Parler de Daft Punk en se limitant à leur musique, c’est ne voir que la partie émergée de l’iceberg. Car Thomas Bangalter et Guy-Manuel de Homem-Christo ont été bien plus que des musiciens ; ils ont été des créateurs de monde, des architectes d’un mythe moderne où le son et l’image sont indissociables. La pierre angulaire de cet édifice est sans conteste leur décision radicale, au tournant des années 2000, de dissimuler leurs visages derrière des casques de robots. Ce geste, loin d’être un simple gimmick marketing, est un acte artistique fondateur. Il leur permet de contrôler totalement leur image, de mettre la musique au premier plan et de créer une aura de mystère fascinante à l’ère de la surexposition médiatique. Le style daft punk est né de cette volonté d’anonymat : un style total, qui englobe la musique, la mode, le cinéma et une philosophie de la discrétion. Les robots ne sont pas des déguisements, ils sont des personnages, des alter ego qui vivent leur propre histoire. Cette narration prend tout son sens avec le projet “Interstella 5555: The Story of the Secret Star System”, un film d’animation japonais réalisé par le légendaire Leiji Matsumoto, qui sert de long clip vidéo à l’intégralité de l’album “Discovery”. Le duo transforme son album en un space opera, une œuvre d’art totale qui fusionne la “French Touch” et l’esthétique manga.

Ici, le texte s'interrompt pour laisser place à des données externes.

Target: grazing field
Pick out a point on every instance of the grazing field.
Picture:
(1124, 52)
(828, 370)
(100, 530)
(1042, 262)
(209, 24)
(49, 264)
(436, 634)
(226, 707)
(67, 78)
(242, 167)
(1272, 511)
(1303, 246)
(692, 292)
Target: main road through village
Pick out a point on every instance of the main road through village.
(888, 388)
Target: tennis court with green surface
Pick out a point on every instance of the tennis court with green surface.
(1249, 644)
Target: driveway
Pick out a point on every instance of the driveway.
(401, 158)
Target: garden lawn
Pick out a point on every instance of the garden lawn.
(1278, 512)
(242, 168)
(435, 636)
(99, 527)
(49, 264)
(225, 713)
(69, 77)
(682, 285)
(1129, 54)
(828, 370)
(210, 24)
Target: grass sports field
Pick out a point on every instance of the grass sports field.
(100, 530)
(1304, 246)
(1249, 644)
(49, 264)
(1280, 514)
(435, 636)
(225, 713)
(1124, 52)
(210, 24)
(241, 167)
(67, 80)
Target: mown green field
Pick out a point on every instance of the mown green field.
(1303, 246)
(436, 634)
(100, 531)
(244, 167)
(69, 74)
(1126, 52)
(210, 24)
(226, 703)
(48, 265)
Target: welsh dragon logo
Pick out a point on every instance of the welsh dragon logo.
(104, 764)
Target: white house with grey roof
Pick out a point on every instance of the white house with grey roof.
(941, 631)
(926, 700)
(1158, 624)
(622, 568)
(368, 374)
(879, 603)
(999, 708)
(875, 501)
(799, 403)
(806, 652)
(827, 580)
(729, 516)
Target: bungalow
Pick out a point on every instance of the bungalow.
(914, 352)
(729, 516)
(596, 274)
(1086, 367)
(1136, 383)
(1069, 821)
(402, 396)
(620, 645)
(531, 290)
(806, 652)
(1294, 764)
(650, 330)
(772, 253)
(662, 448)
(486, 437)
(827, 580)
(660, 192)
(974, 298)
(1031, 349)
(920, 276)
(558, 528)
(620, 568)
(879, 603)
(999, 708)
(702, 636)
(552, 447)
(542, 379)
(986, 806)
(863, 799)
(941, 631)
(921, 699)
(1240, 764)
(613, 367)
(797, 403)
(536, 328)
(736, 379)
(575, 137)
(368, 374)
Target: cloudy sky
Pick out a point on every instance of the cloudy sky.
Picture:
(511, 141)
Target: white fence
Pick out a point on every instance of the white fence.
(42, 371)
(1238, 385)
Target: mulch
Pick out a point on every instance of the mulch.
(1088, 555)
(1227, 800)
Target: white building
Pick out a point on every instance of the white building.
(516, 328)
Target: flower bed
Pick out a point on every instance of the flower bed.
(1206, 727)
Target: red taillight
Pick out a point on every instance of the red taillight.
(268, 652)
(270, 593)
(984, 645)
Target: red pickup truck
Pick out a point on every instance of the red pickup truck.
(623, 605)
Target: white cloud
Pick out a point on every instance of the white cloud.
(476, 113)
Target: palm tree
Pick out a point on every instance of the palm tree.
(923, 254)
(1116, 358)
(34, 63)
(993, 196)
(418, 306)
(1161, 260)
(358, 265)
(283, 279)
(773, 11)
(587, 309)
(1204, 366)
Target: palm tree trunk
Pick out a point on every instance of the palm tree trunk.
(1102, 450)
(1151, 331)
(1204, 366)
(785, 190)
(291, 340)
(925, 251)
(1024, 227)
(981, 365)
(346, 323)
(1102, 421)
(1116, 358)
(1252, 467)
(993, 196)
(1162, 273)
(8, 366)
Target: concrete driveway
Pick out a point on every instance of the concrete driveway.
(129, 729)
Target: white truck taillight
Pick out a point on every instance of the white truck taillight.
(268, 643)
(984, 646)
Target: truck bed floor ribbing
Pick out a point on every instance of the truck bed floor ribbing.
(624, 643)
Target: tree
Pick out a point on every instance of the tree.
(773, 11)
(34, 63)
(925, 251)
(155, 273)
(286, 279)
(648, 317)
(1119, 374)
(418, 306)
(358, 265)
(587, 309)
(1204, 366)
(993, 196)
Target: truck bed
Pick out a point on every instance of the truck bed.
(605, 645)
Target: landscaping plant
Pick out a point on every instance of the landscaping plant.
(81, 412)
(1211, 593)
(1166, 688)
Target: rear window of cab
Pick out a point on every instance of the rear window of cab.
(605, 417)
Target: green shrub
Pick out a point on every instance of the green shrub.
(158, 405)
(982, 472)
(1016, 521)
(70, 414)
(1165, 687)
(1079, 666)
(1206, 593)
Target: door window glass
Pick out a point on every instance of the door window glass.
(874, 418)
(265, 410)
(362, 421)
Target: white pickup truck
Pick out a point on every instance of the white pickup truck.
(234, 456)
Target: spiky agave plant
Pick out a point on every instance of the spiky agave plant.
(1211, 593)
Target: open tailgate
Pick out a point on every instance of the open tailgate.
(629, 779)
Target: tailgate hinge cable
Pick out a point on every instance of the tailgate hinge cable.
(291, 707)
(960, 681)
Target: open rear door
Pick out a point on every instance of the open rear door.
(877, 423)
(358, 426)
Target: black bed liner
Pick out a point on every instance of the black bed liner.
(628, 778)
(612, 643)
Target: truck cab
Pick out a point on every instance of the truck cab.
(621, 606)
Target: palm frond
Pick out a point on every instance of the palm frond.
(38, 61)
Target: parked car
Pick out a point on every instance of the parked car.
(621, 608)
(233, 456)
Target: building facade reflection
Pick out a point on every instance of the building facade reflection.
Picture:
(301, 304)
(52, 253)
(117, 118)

Cette approche conceptuelle et visuelle a irrigué toute leur carrière. Leur propre film, “Daft Punk’s Electroma” (2006), est un long-métrage expérimental et muet qui suit la quête d’humanité de deux robots. C’est une œuvre aride et poétique, qui explore les thèmes de l’identité et de l’aliénation, au cœur de leur projet artistique. Leur participation à la bande originale du film “Tron: Legacy” (2010) n’est pas un hasard : leur univers rétro-futuriste, inspiré par la science-fiction des années 70 et 80, s’intègre parfaitement à l’esthétique cyberpunk du film. Ils y font même une apparition en tant que DJ dans un club virtuel, brouillant une fois de plus les pistes entre fiction et réalité. Leurs rares apparitions publiques, toujours casqués, sont des événements en soi, méticuleusement mis en scène. La cérémonie des Grammy Awards en 2014, où ils apparaissent en blanc immaculé aux côtés de Pharrell Williams et Nile Rodgers, reste un moment de télévision iconique.
- La Mythologie de l’Anonymat : Les casques sont plus qu’une protection, ils sont une déclaration. Ils critiquent le culte de la célébrité et permettent à l’auditeur de se projeter, de se concentrer uniquement sur l’expérience sensorielle de la musique.
- La Narration Cinématographique : En créant des films ou en associant leur musique à des univers visuels forts, ils ont prouvé que la musique électronique pouvait raconter des histoires complexes et émouvantes, bien au-delà du dancefloor.
- Le Rétro-futurisme Esthétique : Leur style visuel est un mélange unique d’influences, allant de “2001, l’Odyssée de l’espace” au design des synthétiseurs vintage. C’est une vision du futur telle qu’on l’imaginait dans le passé, empreinte de nostalgie et de technologie.
- L’Art de la Collaboration : Le choix de leurs collaborateurs (Julian Casablancas, Giorgio Moroder, The Weeknd) n’est jamais anodin. Chaque featuring est une rencontre entre deux univers, une manière d’enrichir leur propre son et de rendre hommage à leurs héros.
En se séparant en 2021, le duo a mis un point final à une œuvre complète et cohérente. Ils laissent derrière eux non seulement des albums légendaires, mais aussi un univers visuel et conceptuel d’une richesse inouïe, qui a durablement marqué la pop culture et prouvé que l’on pouvait atteindre un succès planétaire tout en restant maître de son propre mythe.